Validity Flashcards
Validity
Validity can be defined as the agreement between a test score or measure and the quality it is believed to measure.
Does this test what it is supposed to be testing
Do the results mean what we think they mean
Face validity -
does it look like it actually measures what it is testing
Least important - a good test doesnt actually have to look like a good test
Easy for people to pick the answer they want - get desired outcome
These appearances can help motivate test takers because they can see that the test is relevant
Construct-related evidence
Construct validity evidence is established through a series of activities in which a researcher simultaneously defines some construct and develops the instrumentation to measure it
involves assembling evidence about what a test means.

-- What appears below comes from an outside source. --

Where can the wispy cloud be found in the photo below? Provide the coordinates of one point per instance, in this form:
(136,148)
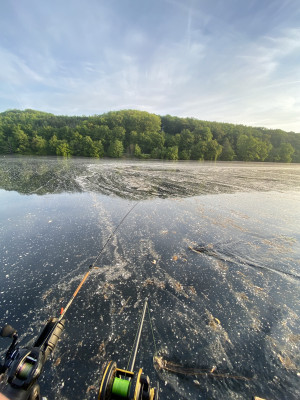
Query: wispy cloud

showing the relationship between a test and other tests and measures.
Each time a relationship is demonstrated, one additional bit of meaning can be attached to the test
Convergent evidence
Obtained in 2 ways:
1- show that a test measures the same things as other tests used for the same purpose
2 - demonstrate specific relationships that we can expect if the test is really doing its job.
Discriminant evidence
Prove that it measures something unique - low correlations with measures of unrelated constructs
Reliability and Validity
Maximum validity coefficient
A reliable test may not be able to be demonstrated to be valid
we can have reliability without validity
An unreliable test cannot be demonstrated to be valid
validity coefficients are not usually expected to be exceptionally high, a modest correlation between the true scores on two traits may be missed if the test for each of the traits is not highly reliable.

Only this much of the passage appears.